Over the past two decades the advantage of fixation of pediatric femoral shaft fractures by elastic stable intramedullary nails have been increasingly accepted. However, complications like pain at the nail entry site, inflammatory reaction, superficial/deep infection, proximal migration of nail, acute reactive synovitis, malunion/nonunion, post operative breakage of nail, have been well documented [2]. Radiographic malunion seen in our case is not a new complication, it was documented as one of a possible complication if the 3 point fixation is not achieved [8] Some patients may lead to re operation just to achieve union highlighting the importance of adherence to the ESIN fixation principle [8]. Integrity of the fracture site surrounding tissues including periosteum is necessary in order to provide the resources for bone regeneration. [9] Periosteum is a tough thin membranous fibrous tissue that covers the external surface of the bone.
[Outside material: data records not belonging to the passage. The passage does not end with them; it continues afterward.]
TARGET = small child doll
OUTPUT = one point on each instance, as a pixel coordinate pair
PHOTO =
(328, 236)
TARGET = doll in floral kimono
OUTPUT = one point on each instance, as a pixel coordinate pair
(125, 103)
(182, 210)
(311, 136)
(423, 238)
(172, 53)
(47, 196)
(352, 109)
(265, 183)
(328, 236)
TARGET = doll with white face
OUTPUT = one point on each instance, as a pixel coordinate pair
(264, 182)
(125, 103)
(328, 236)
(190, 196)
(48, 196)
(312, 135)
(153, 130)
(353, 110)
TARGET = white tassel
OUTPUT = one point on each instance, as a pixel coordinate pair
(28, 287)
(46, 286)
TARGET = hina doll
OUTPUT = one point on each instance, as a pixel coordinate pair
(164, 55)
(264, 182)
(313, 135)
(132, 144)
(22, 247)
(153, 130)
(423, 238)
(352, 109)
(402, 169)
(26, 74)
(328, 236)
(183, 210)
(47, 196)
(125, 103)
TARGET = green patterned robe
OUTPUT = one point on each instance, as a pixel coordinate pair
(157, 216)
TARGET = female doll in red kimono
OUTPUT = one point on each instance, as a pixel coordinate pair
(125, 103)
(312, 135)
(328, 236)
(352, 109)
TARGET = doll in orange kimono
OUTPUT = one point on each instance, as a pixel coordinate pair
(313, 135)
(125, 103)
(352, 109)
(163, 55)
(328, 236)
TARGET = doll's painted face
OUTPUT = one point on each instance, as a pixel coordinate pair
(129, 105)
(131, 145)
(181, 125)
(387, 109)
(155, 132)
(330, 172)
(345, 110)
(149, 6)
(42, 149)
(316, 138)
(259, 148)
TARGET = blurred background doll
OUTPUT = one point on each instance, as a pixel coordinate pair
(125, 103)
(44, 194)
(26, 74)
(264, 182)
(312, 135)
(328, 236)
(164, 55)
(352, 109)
Their presence allows the bone to heal either by formation of new bone or cartilage and is greatly influenced by strain [10] Future studies looking if there is other possible alternative explanation for this unusual phenomena will be of great help in understanding the complexity and beauty of bone biology.
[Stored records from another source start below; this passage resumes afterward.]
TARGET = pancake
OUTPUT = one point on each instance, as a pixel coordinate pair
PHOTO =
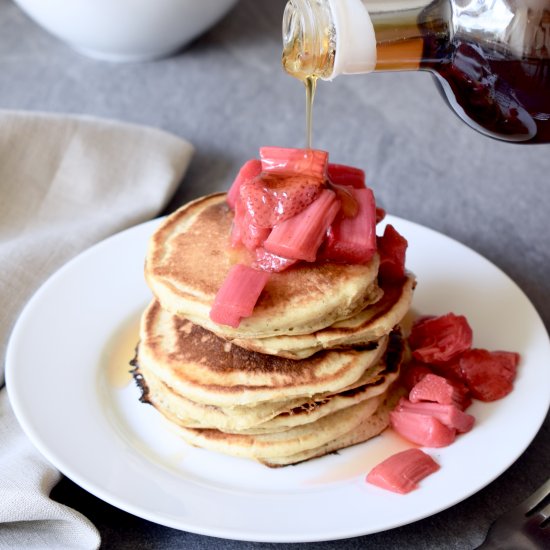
(368, 325)
(206, 369)
(189, 256)
(268, 417)
(346, 427)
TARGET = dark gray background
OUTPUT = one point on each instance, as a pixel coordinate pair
(227, 94)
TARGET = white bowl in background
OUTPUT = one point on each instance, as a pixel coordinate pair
(126, 30)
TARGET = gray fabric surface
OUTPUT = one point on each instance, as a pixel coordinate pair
(227, 94)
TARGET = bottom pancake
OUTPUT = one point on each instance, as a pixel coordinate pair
(346, 427)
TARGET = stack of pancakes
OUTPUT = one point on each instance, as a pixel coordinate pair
(308, 373)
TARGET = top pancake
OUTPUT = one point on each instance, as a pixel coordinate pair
(190, 255)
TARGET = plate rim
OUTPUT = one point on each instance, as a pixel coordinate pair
(81, 480)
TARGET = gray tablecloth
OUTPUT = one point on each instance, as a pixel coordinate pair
(227, 94)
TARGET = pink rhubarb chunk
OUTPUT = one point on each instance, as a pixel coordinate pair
(422, 429)
(353, 240)
(238, 295)
(287, 161)
(299, 237)
(341, 174)
(433, 387)
(245, 231)
(392, 248)
(450, 415)
(248, 172)
(271, 262)
(402, 471)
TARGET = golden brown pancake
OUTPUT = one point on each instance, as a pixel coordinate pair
(346, 427)
(368, 325)
(190, 254)
(199, 365)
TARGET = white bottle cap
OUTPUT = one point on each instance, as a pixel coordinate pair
(355, 40)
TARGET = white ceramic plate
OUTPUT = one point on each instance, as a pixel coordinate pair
(70, 389)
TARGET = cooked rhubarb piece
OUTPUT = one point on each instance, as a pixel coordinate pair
(392, 248)
(249, 170)
(489, 374)
(450, 414)
(436, 388)
(285, 161)
(271, 262)
(270, 200)
(402, 471)
(422, 429)
(353, 240)
(299, 237)
(412, 373)
(340, 174)
(438, 340)
(238, 295)
(246, 232)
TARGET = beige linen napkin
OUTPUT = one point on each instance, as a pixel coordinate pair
(65, 183)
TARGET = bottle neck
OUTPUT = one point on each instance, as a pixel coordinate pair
(325, 38)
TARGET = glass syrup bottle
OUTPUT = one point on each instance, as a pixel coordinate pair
(491, 58)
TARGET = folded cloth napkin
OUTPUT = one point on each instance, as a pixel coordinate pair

In our case, we had to strip off the periosteum during the removal of the broken plate and screws. After fixing this fracture with flexible intramedullary nail, varus angulation developed due to instability of our fixation. The periosteum remained in its native position along the mechanical axis, while the bone progressed into varus angulation. This led to formation of new bone within the stripped periosteum away from the femoral shaft. The strain encountered within the periosteum resulted in formation of this new bone, uniting the proximal and distal fragments. This phenomenon is probably explained by Wolff’s law wherein bone adapts its external shape and internal structure in response to the mechanical stress it is required to support [11].

5. Conclusion

The treatment of choice for pediatric femoral shaft fracture in children aged 5 - 14 years old is flexible intramedullary nail. Adherence to the three-point fixation technique is mandatory to achieve a stable construct and avoid complication like angulation or malunion. Several other complications have been well documented but formation of new bone in response to an unstable fixation with an elastic intramedullary nail is a rare occurrence and to our knowledge, the only reported case of such complication. However, this may also be the only complication that can give a positive effect on a pediatric patient with femoral shaft fracture fixed with an unstable construct.

Conflicts of Interest

The authors declare no conflicts of interest regarding the publication of this paper.